A few minutes after 14:00, male and female workers started to return from work. The female workers who work in agricultural villages , live in the area of Jenin. Most carry large sacks full of fruit from their labors. The male workers - some of them agricultural workers and some of them in construction and other types of work. Some of them approached the shed and prayed before the left the terminal on their way home.
Most of the people arrived by organized transportation in minibuses. Fewer arrived in private transportation. I enjoyed a coffee that one of the drivers offered me.
A minibus that was not for workers arrived and next to the driver sat a man from the Red Cross. The travelers returned from a prisoner visit. “They traveled to visit their children,” the driver explained to me. Sad.

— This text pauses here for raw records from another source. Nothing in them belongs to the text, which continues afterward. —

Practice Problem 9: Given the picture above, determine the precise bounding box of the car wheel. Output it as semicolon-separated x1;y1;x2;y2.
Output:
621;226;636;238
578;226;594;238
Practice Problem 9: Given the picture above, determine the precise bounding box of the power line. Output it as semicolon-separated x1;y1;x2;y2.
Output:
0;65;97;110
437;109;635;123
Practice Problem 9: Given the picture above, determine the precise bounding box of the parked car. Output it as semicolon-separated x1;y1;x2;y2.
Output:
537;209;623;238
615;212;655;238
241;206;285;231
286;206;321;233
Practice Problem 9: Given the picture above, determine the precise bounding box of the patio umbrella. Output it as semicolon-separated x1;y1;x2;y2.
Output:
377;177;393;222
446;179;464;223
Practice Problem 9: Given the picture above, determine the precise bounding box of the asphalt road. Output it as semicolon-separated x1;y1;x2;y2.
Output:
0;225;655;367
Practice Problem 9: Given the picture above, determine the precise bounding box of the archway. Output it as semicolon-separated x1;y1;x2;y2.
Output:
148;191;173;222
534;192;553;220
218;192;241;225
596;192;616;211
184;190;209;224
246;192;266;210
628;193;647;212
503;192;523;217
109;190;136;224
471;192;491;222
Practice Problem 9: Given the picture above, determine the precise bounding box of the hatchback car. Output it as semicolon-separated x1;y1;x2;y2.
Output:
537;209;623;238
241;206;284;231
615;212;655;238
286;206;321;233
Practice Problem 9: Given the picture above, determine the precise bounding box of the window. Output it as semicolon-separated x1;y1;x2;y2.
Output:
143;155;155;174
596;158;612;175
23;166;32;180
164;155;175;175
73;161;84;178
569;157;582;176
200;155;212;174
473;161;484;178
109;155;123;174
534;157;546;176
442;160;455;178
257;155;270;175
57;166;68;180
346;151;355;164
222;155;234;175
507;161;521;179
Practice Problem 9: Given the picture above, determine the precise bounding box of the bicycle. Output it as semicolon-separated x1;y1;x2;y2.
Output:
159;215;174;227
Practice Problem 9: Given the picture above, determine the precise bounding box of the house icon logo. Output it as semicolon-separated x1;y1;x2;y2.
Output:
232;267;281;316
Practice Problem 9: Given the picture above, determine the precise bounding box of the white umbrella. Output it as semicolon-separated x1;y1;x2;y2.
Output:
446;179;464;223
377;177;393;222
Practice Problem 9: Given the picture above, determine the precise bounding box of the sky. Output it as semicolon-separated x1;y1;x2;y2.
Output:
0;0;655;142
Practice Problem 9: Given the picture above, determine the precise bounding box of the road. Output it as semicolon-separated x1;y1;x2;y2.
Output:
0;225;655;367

An elderly man, who no longer needed a permit to enter Israel, complained that “old people” like him, are allowed to pass through in the morning, only after 07:30, and that is too late to begin a day’s work. I don’t know what is customary at other checkpoints.
The area around the checkpoint is clean and orderly. A gardener cuts the blooming plants that separate between the parking lot before the terminal and the vehicle checkpoint. The gardener is a resident of the Palestinian village of Jilma, that is next to the checkpoint. When I told him that the checkpoint is named after the village, he corrected me; the checkpoint is called “Gilboa.”
At the vehicle checkpoint, there is a very long a line of Arab Israeli cars on their way home. At this hour there is also a shorter line of cars on their way to the West Bank.
I saw beyond the fence that there is activity at the merchandise checkpoint.
Minibuses continue to arrive. There is no pressure at this hour. I leave.